Solche, linker Politik und Verdinglichung fernen Elemente sah Pünjer auch als Grundlage für zahlreiche Aspekte, in denen sich die Situationisten – „in ihrer Zeit“ – wohltuend qualitativ von ihren die Revolution und den Kommunismus propagierenden Zeitgenossen unterschieden, beispielsweise, wenn sie nicht wie fast die ganze restliche Baggage in Frankreich zu Apologeten und Anhängern des Nasserismus oder anderer „arabischer Sozialismen“ wurden, sondern diese als die emanzipationsfeindlichen Phänomene denunzierten, die sie eben waren. Die Äquidistanz, die sie zur selben Zeit zum Zionismus hielten, rückte für Pünjer demgegenüber, als eine Art qualité négligeable, in den Hintergrund. Überhaupt ging es so gut wie gar nicht um die aktuellen Politikfragen, die die Bahamas und auch weiterhin die restliche Linke oft wort- und positionsreich beschäftigen. Weder Amerika noch der Islamismus wurden auch nur erwähnt, die Frage der Israel-Solidarität den Situationisten nicht nachträglich gestellt und das Fehlen einer expliziten Auseinandersetzung mit dem Holocaust bei den Situationisten – sonst für der Bahamas zumindest phasenweise nicht fernstehende Autoren wie Stephan Grigat oder Horst Pankow letzlich die wichtigsten Maßstäbe im Urteil über die Situationisten – wurde als im französischen Kontext, in dem sich die Situationisten bewegten, nachvollziehbar erklärt. Nicht mal der frühe und auch angemessene Rausschmiß von Dieter Kunzelmann und den anderen Kulturkonsorten der Gruppe Spur aus der Situationistischen Internationalen wurde von Pünjer als Einladung zu einem vernichtenden Urteil über die deutsche Linke genutzt, sondern kam in seinem Vortrag schlicht nicht vor.
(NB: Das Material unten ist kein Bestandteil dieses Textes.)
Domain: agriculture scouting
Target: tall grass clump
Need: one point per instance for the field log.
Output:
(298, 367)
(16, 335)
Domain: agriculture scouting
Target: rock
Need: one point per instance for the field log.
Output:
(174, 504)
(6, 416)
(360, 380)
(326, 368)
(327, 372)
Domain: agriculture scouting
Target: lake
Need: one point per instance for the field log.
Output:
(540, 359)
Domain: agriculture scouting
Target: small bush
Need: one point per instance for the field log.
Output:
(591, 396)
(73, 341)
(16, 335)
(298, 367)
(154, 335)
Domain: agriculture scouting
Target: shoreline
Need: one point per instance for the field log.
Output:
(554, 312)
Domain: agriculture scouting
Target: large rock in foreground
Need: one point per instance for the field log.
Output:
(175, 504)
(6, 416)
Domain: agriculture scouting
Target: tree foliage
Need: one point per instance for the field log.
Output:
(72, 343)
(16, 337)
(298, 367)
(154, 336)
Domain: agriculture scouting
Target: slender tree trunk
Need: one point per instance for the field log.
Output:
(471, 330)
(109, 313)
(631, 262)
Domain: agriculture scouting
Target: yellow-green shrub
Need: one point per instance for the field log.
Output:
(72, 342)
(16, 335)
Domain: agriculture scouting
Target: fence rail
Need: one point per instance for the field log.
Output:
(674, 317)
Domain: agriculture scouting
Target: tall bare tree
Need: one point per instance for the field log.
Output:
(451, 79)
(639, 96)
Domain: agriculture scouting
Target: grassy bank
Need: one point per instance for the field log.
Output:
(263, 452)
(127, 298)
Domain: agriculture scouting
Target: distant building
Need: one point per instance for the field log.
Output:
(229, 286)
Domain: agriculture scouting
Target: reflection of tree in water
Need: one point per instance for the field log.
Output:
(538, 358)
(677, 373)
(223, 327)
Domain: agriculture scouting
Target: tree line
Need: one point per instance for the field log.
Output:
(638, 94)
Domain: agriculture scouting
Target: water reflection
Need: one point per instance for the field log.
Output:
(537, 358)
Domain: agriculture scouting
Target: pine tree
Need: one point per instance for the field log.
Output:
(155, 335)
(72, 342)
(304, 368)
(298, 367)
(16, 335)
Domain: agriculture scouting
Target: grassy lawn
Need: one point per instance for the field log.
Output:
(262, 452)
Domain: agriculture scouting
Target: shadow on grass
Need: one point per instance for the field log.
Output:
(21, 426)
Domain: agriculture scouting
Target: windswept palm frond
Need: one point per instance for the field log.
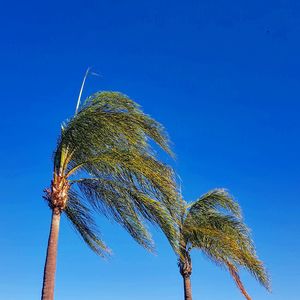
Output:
(105, 153)
(215, 199)
(80, 217)
(214, 225)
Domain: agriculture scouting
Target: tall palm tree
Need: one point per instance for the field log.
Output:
(213, 224)
(104, 162)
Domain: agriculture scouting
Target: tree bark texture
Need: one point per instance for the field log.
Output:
(50, 265)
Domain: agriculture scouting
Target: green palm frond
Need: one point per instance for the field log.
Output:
(213, 224)
(215, 199)
(105, 152)
(80, 217)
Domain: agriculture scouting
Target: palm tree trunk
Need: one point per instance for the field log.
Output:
(50, 265)
(187, 287)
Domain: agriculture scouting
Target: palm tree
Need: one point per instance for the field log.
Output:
(213, 224)
(104, 162)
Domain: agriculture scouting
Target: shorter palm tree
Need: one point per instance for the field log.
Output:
(213, 224)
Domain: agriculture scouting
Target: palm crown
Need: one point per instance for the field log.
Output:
(213, 224)
(104, 162)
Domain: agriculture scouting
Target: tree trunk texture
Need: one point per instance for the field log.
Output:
(185, 267)
(50, 265)
(187, 287)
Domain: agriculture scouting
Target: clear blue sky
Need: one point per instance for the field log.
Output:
(222, 76)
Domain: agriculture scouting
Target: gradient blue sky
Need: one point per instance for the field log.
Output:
(222, 76)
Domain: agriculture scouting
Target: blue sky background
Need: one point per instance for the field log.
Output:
(222, 76)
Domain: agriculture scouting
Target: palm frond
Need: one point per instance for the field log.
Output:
(106, 149)
(80, 217)
(224, 238)
(215, 199)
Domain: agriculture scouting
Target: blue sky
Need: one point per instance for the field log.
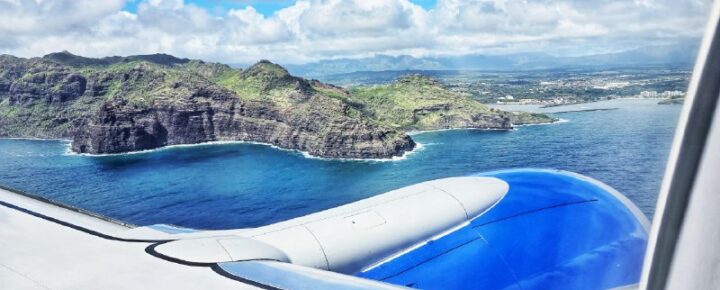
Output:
(243, 31)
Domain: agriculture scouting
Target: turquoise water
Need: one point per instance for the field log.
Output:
(246, 185)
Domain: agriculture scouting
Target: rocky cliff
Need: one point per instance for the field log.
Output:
(114, 105)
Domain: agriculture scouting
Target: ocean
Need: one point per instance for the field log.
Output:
(237, 185)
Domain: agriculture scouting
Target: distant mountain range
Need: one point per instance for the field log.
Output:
(681, 55)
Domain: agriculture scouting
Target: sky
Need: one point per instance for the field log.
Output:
(296, 32)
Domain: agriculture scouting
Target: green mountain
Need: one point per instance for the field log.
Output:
(121, 104)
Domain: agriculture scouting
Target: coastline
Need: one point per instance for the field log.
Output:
(418, 146)
(69, 152)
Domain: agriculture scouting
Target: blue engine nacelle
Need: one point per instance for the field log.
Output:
(553, 230)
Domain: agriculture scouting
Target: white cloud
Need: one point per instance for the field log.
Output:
(310, 30)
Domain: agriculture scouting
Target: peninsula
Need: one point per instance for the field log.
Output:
(123, 104)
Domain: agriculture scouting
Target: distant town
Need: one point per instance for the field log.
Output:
(546, 87)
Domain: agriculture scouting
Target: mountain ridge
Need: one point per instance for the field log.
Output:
(123, 104)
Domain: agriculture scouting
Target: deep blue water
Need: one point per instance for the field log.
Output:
(247, 185)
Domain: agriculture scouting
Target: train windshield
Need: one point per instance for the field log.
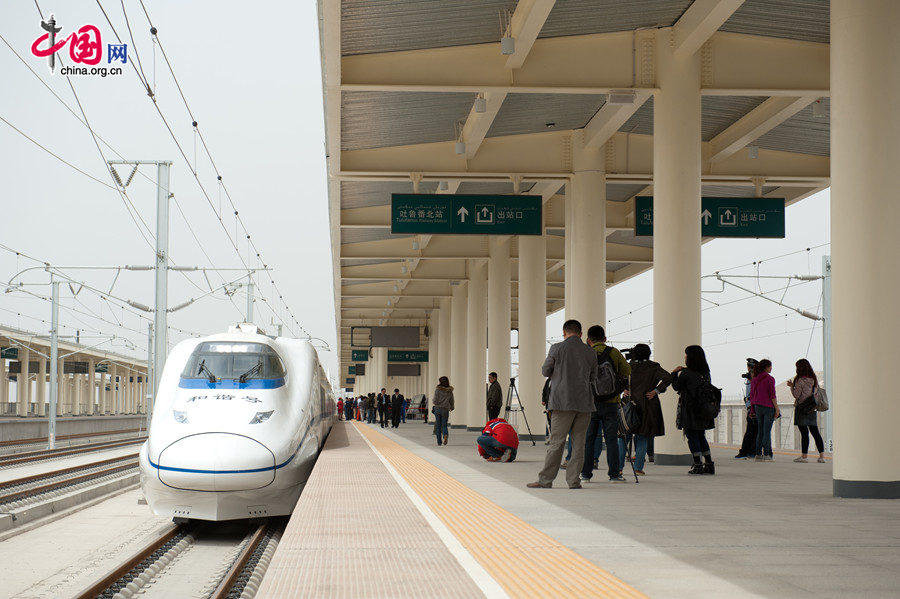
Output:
(230, 360)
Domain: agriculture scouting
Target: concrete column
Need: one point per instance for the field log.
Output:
(446, 334)
(429, 381)
(532, 330)
(4, 385)
(379, 365)
(865, 152)
(476, 338)
(23, 385)
(61, 386)
(92, 379)
(458, 349)
(78, 404)
(41, 387)
(586, 235)
(676, 226)
(499, 307)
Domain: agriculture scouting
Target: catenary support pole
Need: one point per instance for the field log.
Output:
(532, 330)
(476, 338)
(865, 152)
(676, 225)
(458, 349)
(54, 363)
(499, 307)
(160, 320)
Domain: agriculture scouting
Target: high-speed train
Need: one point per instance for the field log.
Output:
(238, 422)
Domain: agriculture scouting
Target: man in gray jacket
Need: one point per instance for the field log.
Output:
(571, 366)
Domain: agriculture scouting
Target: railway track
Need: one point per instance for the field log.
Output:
(59, 438)
(145, 571)
(16, 492)
(36, 456)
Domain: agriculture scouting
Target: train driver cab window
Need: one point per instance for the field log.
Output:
(221, 360)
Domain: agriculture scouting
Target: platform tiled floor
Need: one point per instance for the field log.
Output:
(754, 529)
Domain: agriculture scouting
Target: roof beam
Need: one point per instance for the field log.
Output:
(699, 22)
(547, 156)
(755, 124)
(525, 25)
(737, 64)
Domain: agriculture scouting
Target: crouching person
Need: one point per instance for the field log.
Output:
(498, 441)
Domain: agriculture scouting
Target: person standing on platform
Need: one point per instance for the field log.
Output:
(572, 367)
(803, 387)
(397, 402)
(648, 380)
(748, 445)
(765, 404)
(442, 405)
(494, 397)
(612, 372)
(383, 404)
(687, 380)
(370, 407)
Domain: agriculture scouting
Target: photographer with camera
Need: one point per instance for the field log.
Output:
(648, 380)
(748, 445)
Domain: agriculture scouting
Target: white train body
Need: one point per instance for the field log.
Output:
(235, 448)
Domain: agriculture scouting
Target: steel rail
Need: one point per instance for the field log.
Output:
(34, 456)
(225, 585)
(104, 582)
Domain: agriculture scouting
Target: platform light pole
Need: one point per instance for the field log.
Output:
(54, 361)
(160, 316)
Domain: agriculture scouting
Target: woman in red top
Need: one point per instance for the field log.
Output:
(765, 405)
(498, 441)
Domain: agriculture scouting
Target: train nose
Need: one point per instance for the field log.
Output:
(216, 462)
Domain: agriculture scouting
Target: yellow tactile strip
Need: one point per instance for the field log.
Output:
(526, 562)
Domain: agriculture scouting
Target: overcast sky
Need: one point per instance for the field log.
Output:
(252, 79)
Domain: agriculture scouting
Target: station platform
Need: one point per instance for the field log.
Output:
(387, 513)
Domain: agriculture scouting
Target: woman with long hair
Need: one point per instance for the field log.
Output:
(803, 388)
(765, 405)
(687, 380)
(443, 404)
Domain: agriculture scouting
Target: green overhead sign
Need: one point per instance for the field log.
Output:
(724, 217)
(454, 214)
(407, 355)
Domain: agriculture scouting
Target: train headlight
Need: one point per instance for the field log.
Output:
(261, 417)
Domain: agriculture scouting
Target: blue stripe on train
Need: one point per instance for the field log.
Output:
(248, 471)
(231, 384)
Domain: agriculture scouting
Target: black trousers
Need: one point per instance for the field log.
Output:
(748, 445)
(804, 438)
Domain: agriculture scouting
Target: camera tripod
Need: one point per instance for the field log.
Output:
(509, 395)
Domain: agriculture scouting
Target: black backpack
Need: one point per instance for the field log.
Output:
(608, 383)
(709, 399)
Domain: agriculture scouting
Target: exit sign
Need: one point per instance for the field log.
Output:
(456, 214)
(724, 217)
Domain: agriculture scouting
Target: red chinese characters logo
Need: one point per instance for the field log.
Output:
(85, 45)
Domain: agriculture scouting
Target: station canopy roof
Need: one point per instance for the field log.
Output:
(401, 79)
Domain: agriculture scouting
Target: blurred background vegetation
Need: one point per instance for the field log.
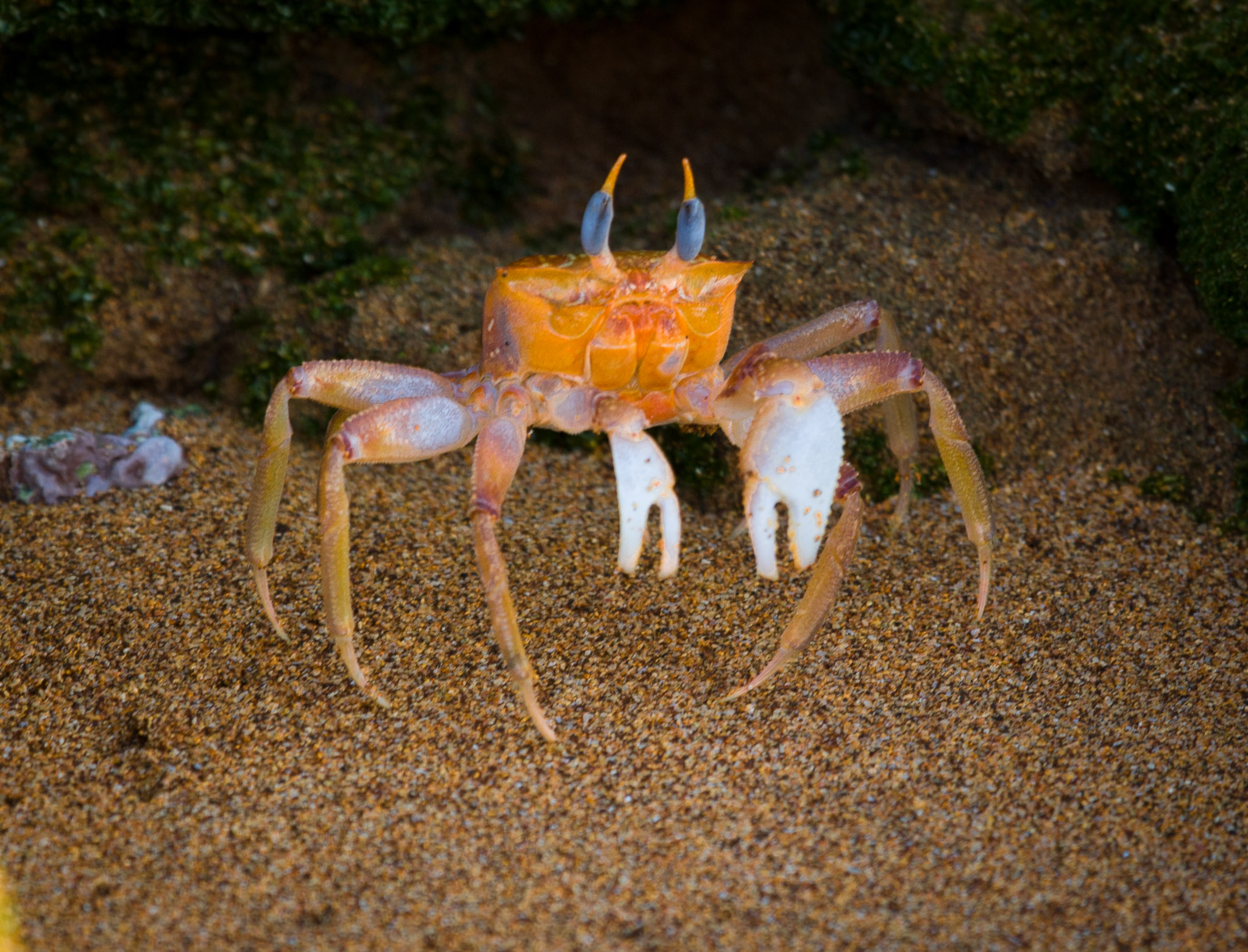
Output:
(1150, 94)
(195, 135)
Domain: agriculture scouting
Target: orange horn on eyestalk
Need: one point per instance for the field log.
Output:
(595, 226)
(609, 185)
(690, 221)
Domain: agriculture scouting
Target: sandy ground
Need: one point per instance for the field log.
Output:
(1066, 774)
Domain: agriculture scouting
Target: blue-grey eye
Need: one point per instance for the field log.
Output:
(595, 227)
(690, 229)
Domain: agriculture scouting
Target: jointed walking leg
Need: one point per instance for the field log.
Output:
(859, 380)
(351, 386)
(496, 460)
(397, 432)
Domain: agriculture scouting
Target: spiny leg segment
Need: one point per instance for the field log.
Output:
(859, 380)
(396, 432)
(496, 460)
(351, 386)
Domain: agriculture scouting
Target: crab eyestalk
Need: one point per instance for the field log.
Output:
(595, 225)
(690, 220)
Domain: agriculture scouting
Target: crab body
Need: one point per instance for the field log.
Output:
(619, 343)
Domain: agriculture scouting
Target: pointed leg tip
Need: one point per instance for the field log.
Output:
(536, 714)
(268, 602)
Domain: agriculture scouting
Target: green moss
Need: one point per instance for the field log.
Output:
(868, 451)
(408, 21)
(55, 288)
(271, 358)
(1235, 405)
(702, 458)
(206, 150)
(1160, 89)
(587, 442)
(333, 295)
(1166, 486)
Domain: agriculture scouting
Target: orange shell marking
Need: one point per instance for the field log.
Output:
(644, 325)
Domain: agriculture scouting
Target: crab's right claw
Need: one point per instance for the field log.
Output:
(825, 583)
(644, 480)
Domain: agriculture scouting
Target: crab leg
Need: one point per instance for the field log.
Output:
(859, 380)
(899, 426)
(821, 335)
(396, 432)
(966, 477)
(825, 582)
(834, 329)
(349, 385)
(495, 463)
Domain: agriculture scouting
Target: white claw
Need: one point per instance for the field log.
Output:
(643, 478)
(793, 456)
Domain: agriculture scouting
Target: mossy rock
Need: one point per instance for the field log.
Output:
(1157, 91)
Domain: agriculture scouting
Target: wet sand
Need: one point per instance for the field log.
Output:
(1069, 773)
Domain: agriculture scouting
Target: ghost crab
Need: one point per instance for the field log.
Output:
(618, 343)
Aktuell wurde der ansonsten um eine Art ‚gerechte Historisierung‘ der Situationisten bemühte Vortrag Pünjers nur, wenn es um die Auseinandersetzung mit den „Adepten“ der Situationisten ging, welche offenbar auch der Anlaß waren, warum die Bahamas sich überhaupt mit den Franzosen beschäftigte oder, wie Sören Pünjer einleitend erklärte, warum es zu diesem „längst überfälligen“ Vortrag gekommen war. Die Ausgangsfrage war: Wo kommt dieses seit Jahren in der Linken existierende Bedürfnis her, sich auf die Situationisten ‚positiv zu beziehen‘, bei ihnen ‚Anknüpfungspunkte‘ zu finden oder wie der in der Linken verbreitete Politiksprech das auch immer ausdrücken mag? Der Gegner waren an diesem Abend hauptsächlich drei (weil die Situationisten erstmal, wie angedeutet, nicht unter dieser Kategorie verhandelt wurden, obwohl sie gerade eines der Lieblingsobjekte der Begierde und Zuneigung in der Linken sind): Die Herausgeber und Autoren eines beim Verbrecherverlag veröffentlichten Sammelbandes zu einem Symposium über die Situationisten 2005 in Wien mit dem Titel „Spektakel – Kunst – Gesellschaft – Guy Debord und die Situationistische Internationale“; die in der theorie.org-Reihe im Schmetterling-Verlag erschienenen Bände zur ‚situationistischen Revolutionstheorie‘ von Biene Baumeister und Zwi Negator; sowie ein aktuelles Papier von der Schule nun entwachsenen Hamburger Mitarbeitern der Kulturindustrie unter dem Slogan ‚Recht auf Stadt‘.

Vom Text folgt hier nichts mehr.